Ballots close at 1600 GMT, at which point exit polls will be available. The interior ministry is expected to make an announcement on the first official results after 1800 GMT.

Tsipras, a charismatic former student leader, was elected in January with 36.34 percent of the vote, becoming Greece’s youngest prime minister in 150 years and a beacon for anti-austerity campaigners across the European Union.

He took office as irate Greeks ran out of patience with the dire belt-tightening reforms imposed by the debt-hit country’s international creditors.

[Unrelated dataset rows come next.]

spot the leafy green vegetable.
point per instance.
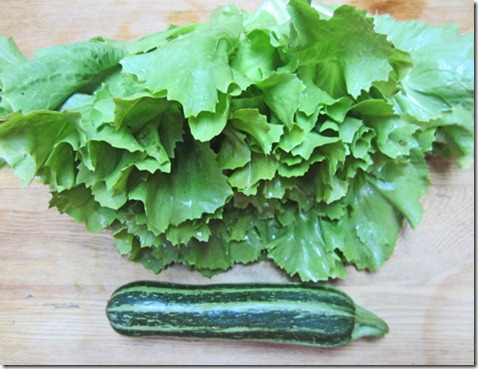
(297, 134)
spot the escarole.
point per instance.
(296, 134)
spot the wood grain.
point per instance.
(55, 277)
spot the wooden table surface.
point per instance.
(55, 277)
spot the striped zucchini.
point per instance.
(293, 313)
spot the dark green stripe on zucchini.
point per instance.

At the time New Democracy trailed well behind, winning 27.81 percent of the vote.

But the latest figures now show Tsipras leading Meimarakis by a narrow margin, with polls putting the Syriza leader’s advantage at between 0.7 and 3.0 percent.

It was his own cash-for-reforms deal with Greece’s international lenders in July, signed days after Greeks overwhelmingly voted “No” to more austerity in a national referendum, that upset supporters.

A fifth of Syriza’s MPs quit the party and set up a new one — Popular Unity — saying the deal to introduce more tax hikes and pension reforms in return for a massive international rescue was an unacceptable U-turn.

“He had no option, he did it because he had to, for the country,” said retired former teacher Elias Pappas. “If we’d had to leave the eurozone instead, the consequences would’ve been far worse.”

Helene, a waitress, added: “We need to give him a second chance.”

“He’s only had seven months in office,” she said.

– ‘Solidarity and democracy’ –

Tsipras was forced to call a new election to ensure a strong enough majority to implement the reforms. But in a slap in the face this week, his flamboyant former finance minister Yanis Varoufakis said he would vote for the breakaway hardliners rather than Tsipras.

As Tsipras wound up his campaign Friday, he said victory for Syriza would strike a blow for Europe’s left.

“Do we want a Europe of austerity or one of solidarity and democracy?” the 41-year-old said. “The result will be a key message for Europe.”

Manolis Alexakis, a political sociologist at the University of Crete, says Greeks are weary after successive votes and never-ending austerity.

“People seem tired,” he said. “The message is, please finish whatever should be done.”

Even after Tsipras’s broken promises, many voters believe he has their interests at heart and represents a break with past leaders perceived as corrupt.

But Meimarakis has cautioned voters against giving a second chance to a politician who publicly admitted he opposed the bailout he signed.

“Do you know of any other prime minister who brokered a deal, brought it to parliament, voted for it and signed it, whilst saying he does not believe in it?” Meimarakis told the To Vima weekly.

“I fear that if Syriza is elected… the country will soon be led to elections again,” said the bushy eye-browed 61-year-old who took the helm of New Democracy a couple of months ago.

But with nine parties hoping to enter parliament, no group is likely to secure an outright majority and Syriza could well need an ally from among those he despises.